Vorstehend bestanden im Zeitpunkt seines Verweisungsbeschlusses (vgl BSG, 1.6.2005, B 13 SF 4/05 S, SozR 4-1500 § 58 Nr 6 RdNr 12) für das SG Mainz konkrete Anhaltspunkte für eine Wohnsitzaufgabe des Klägers im Zeitpunkt
der Antragstellung und für einen Aufenthalt von gewisser Dauer in S.. So hatte der Antragsteller selbst angegeben, obdachlos
zu sein und sich in S. aufzuhalten, wohin er zunächst auch seine Post gesandt bekommen wollte. Dieser Sachverhalt wurde auch
durch die Antragsgegnerin bestätigt, die über einen Leistungsbezug in S. und daneben über dort mitgeteilte Bemühungen des
Klägers um den Verkauf seines Hauses berichtet hat. Der Sachverhalt zum Zeitpunkt der Antragstellung hat sich auch nicht durch
die mit Schreiben vom 2.2.2010 übermittelte Erklärung des Antragstellers geändert, sich wieder in die P. begeben zu wollen,
wenn auch diese Erklärung dem SG Mainz Anlass gegeben hätte, sich mit der Frage der Dauer- und Ernsthaftigkeit der Wohnsitzaufgabe
näher auseinanderzusetzen. Dabei wäre jedoch auch zu würdigen gewesen, dass der Antragsteller ausdrücklich darauf hingewiesen
hat, nicht sagen zu können, wann er nach der an die Anschrift seines Hauses gesandten Post schauen könne, was darauf schließen
lässt, dass er dort nicht wieder einziehen wollte.

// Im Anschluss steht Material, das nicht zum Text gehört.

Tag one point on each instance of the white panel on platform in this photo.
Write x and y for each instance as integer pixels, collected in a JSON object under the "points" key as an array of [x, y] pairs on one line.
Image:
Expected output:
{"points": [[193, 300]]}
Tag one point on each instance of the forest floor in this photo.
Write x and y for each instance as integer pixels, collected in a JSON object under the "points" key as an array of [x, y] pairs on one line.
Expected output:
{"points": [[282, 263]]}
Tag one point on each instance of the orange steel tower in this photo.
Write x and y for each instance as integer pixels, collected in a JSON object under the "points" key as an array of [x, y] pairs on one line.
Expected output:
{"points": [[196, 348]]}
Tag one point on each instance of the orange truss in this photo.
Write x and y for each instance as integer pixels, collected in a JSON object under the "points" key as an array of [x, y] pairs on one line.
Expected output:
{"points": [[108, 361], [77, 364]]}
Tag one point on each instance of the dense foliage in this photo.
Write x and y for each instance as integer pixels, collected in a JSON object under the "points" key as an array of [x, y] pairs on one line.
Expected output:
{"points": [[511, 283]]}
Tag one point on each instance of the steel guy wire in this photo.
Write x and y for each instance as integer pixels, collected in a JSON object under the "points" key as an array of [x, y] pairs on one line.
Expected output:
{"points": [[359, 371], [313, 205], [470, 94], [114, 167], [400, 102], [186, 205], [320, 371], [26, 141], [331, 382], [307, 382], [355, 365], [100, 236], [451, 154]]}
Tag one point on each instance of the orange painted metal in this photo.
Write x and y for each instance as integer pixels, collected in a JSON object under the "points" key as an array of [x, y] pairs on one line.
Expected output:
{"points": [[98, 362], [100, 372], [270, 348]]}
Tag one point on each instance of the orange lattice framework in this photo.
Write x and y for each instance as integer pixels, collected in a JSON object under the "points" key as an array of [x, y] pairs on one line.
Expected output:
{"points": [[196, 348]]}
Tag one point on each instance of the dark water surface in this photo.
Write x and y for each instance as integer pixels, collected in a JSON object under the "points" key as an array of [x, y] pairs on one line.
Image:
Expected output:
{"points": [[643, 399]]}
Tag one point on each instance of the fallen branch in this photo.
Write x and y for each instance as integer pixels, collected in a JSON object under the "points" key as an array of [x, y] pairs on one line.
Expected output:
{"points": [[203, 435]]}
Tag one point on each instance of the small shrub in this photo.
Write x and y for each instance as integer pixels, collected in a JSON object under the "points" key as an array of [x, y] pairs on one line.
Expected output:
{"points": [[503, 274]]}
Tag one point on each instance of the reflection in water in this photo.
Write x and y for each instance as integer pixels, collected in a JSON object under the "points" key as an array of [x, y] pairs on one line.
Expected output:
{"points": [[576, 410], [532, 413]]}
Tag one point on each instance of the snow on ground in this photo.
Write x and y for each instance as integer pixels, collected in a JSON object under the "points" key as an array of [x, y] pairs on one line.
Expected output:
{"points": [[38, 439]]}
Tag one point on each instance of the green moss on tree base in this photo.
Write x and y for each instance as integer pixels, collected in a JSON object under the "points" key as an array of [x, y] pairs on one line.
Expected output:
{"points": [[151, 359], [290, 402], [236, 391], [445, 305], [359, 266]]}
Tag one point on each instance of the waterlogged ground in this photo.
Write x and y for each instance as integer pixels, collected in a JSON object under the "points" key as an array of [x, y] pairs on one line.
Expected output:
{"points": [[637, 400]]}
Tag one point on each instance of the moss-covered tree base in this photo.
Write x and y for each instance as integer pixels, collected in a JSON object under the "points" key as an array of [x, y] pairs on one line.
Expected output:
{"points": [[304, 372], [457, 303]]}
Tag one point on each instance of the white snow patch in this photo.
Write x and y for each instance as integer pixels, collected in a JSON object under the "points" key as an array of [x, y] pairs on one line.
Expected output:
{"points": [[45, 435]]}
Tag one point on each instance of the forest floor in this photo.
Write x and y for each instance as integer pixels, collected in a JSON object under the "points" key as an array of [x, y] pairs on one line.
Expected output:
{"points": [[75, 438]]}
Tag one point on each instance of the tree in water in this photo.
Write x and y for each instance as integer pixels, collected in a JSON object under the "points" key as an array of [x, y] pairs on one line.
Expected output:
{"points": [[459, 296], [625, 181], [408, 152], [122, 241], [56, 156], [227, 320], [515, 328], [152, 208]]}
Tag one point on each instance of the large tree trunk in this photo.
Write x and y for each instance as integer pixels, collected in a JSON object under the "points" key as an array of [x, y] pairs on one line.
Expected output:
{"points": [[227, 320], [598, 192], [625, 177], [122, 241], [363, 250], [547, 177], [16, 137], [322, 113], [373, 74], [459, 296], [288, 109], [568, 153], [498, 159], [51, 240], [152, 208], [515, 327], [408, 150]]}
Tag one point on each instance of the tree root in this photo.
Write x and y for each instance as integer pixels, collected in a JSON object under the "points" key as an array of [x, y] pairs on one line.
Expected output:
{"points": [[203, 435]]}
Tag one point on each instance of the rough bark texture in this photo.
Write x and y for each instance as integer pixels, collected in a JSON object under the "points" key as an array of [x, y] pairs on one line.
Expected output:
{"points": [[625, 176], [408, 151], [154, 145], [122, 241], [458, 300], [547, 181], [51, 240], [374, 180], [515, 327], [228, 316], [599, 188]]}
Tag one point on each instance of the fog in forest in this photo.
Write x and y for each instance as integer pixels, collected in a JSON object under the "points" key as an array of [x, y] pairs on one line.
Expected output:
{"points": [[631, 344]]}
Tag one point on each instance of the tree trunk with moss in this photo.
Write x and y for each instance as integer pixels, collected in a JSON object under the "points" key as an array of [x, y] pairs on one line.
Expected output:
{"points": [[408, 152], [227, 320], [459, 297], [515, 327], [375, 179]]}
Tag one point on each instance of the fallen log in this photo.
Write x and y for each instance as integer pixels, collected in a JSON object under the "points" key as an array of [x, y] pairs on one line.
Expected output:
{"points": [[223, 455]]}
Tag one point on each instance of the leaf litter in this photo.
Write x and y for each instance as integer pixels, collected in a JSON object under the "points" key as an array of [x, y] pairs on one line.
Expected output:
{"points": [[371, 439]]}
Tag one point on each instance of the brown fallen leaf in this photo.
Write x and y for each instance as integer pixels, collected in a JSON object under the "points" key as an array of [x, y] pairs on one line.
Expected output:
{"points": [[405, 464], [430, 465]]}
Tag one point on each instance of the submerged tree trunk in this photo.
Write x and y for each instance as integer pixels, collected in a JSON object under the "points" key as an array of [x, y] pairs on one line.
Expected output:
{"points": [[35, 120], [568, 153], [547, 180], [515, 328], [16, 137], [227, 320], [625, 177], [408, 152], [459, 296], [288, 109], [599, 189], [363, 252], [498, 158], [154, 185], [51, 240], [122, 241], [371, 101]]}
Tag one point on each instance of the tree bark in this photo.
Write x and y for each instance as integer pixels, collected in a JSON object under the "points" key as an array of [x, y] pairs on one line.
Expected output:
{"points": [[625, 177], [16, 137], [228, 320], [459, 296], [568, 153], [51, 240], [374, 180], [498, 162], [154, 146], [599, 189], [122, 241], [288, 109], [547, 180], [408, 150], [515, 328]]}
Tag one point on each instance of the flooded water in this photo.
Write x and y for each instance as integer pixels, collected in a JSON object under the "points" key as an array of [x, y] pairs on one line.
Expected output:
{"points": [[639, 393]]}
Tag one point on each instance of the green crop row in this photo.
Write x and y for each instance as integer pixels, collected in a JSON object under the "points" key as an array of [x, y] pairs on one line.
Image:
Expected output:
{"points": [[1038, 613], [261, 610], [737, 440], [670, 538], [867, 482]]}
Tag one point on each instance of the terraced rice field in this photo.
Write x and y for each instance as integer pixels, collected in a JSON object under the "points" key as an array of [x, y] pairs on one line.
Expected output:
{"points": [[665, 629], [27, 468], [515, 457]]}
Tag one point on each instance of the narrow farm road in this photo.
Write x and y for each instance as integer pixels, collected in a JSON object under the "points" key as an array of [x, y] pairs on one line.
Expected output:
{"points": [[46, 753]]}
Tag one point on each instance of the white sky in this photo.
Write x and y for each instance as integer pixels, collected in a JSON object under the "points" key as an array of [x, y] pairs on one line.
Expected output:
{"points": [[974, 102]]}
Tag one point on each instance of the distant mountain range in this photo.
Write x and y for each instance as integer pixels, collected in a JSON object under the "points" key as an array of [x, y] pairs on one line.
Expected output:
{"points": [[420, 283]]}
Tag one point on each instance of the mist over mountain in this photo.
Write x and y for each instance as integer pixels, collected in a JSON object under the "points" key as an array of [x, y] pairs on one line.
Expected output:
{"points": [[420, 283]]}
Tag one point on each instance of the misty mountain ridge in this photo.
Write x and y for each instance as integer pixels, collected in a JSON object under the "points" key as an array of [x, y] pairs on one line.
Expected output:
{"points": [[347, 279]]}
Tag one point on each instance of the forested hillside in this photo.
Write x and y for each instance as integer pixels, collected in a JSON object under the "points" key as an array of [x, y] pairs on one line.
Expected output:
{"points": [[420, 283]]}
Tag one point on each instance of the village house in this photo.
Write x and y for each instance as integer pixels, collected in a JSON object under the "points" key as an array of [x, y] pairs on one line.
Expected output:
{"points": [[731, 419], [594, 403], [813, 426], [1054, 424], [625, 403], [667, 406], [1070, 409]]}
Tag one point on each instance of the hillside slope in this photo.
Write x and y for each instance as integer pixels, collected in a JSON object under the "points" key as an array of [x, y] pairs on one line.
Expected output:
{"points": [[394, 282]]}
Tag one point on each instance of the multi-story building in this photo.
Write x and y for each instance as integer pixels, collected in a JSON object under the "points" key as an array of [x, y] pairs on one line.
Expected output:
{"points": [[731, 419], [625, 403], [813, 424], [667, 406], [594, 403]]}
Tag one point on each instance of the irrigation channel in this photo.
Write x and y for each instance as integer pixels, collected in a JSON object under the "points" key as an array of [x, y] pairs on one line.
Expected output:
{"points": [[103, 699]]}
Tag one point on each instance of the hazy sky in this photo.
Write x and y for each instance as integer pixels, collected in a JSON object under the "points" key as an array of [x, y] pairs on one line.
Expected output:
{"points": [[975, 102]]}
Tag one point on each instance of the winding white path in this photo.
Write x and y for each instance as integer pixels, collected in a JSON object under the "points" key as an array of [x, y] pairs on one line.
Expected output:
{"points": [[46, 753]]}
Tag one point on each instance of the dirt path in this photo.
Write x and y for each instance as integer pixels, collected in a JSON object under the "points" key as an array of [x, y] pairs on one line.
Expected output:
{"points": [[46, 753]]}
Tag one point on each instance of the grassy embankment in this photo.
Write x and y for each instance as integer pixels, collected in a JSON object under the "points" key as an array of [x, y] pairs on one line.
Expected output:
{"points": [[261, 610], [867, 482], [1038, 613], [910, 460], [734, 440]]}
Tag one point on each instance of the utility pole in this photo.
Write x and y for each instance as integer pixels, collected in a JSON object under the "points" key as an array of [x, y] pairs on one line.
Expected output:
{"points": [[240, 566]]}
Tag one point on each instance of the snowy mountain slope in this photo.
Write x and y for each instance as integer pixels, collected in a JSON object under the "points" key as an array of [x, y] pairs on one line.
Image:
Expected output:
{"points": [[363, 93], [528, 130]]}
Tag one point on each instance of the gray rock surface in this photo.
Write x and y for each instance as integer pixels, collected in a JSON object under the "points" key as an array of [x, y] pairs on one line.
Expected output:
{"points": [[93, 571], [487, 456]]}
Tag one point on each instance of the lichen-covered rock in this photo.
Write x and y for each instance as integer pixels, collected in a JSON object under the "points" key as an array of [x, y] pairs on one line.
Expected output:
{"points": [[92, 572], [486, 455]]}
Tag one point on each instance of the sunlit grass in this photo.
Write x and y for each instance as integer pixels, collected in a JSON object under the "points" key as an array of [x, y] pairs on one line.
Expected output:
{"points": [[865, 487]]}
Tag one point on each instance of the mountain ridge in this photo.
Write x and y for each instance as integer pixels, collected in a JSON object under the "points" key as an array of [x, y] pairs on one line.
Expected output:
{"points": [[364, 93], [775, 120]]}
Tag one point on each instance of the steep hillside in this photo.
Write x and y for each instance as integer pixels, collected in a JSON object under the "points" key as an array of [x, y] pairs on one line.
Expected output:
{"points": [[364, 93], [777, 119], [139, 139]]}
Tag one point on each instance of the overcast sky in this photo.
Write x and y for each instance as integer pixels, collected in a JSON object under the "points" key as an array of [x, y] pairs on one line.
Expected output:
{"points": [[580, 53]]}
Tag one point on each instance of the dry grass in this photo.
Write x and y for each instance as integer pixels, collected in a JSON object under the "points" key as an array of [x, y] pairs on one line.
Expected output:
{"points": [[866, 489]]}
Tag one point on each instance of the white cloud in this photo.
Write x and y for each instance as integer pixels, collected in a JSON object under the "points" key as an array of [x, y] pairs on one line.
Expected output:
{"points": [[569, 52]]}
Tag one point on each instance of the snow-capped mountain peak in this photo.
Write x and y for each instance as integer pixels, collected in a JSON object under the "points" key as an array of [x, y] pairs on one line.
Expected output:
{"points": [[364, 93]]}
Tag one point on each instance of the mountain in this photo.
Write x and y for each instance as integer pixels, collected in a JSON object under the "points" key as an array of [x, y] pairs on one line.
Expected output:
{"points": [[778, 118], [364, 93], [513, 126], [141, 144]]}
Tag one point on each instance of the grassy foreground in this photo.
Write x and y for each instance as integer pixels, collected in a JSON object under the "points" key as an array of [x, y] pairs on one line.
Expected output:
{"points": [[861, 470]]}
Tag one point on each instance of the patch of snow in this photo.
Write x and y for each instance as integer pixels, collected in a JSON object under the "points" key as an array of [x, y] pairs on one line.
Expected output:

Die fehlende Auseinandersetzung mit der Frage einer möglicherweise nicht
dauerhaften Aufgabe des Wohnsitzes im Zeitpunkt der Antragstellung macht die Verweisung des Rechtsstreits an das SG für das Saarland uU im Ergebnis falsch, jedoch nicht im oben dargelegten Sinne willkürlich, zumal auch andere Umstände, die
darauf schließen lassen könnten, dass die Entscheidung des SG Mainz auf sachfremden Erwägungen beruht haben könnte, nicht
ersichtlich sind.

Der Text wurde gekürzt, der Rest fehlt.